Cool, professional eye

One of the things that makes War and Peace in Modern India so refreshing is the fact that that in today's world, where Nehru draws sharply — and unnecessarily — polarised reactions, Raghavan views him with a cool, professional, dispassionate eye, praising or slamming him as the moves on the strategic chess-board warrant. The book, with its body of well-argued and thought-provoking content, will no doubt be well-received by academic and strategic circles. But its somewhat austere style and presentation will perhaps exclude the general reader — which is a pity, for, it deserves a wider readership.

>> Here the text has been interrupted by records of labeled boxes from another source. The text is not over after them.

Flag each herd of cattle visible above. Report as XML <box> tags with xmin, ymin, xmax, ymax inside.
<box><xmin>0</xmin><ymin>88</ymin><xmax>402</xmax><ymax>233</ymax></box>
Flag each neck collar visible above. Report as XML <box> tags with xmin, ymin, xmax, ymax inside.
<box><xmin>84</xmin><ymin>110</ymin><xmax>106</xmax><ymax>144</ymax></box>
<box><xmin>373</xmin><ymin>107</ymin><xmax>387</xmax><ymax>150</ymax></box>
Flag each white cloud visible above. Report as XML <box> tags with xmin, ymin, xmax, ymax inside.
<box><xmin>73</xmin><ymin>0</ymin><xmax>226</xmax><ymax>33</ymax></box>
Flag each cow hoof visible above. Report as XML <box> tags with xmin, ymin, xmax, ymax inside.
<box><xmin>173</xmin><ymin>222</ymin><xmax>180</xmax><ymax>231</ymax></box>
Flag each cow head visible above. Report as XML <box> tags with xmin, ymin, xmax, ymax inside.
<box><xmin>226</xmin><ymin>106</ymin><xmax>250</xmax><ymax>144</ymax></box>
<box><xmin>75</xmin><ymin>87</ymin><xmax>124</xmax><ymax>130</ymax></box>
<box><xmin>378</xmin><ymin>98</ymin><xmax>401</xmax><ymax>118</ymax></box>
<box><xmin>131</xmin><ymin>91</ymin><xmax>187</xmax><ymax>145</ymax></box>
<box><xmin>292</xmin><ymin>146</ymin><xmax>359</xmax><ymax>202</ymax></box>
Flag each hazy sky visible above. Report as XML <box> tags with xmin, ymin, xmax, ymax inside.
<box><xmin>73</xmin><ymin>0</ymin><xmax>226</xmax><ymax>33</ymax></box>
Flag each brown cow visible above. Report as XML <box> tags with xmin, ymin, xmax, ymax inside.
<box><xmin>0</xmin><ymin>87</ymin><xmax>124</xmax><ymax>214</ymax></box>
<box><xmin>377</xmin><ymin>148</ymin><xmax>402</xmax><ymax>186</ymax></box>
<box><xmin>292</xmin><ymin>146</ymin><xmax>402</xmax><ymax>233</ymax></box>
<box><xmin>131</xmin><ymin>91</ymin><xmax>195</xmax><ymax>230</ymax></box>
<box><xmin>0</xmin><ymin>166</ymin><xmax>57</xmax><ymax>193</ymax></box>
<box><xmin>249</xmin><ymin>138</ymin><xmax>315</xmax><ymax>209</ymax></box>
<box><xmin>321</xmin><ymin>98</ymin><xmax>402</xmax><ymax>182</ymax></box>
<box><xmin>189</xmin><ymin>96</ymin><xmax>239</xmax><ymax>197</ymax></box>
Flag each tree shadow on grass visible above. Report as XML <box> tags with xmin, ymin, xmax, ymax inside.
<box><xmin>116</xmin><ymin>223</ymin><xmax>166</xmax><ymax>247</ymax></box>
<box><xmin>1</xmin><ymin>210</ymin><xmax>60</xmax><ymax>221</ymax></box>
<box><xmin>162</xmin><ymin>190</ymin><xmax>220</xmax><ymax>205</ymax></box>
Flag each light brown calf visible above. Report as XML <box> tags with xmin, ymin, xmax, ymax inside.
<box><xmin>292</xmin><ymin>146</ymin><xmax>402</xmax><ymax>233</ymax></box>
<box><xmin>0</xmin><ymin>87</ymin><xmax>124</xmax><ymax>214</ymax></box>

One small, final point: in an unintended touch of irony, the book's cover shows a photograph of Nehru with Pakistan's President Ayub Khan, who had proposed a Joint Defence pact in 1959, after China's invasion of Tibet — as Mani Dixit reminds us in his India-Pakistan in War and Peace — to which Nehru had famously retorted, “And who is this Joint Defence aimed at, pray?” It was something Nehru may have recalled with rue a couple of years later, when China revealed itself as India's dominant strategic threat, rather than the temperamental friend he had taken it for all along. Which, of course, was ultimately his strategic Waterloo. Or his strategic Bomdila, if you prefer. It was here that Nehru's realist instinct finally failed him — although Raghavan has an interesting alternative theory to offer. But for that you will just have to read the book.

War and Peace in Modern India, A Strategic History of the Nehru Years,Srinath Raghavan, Permanent Black, price not stated.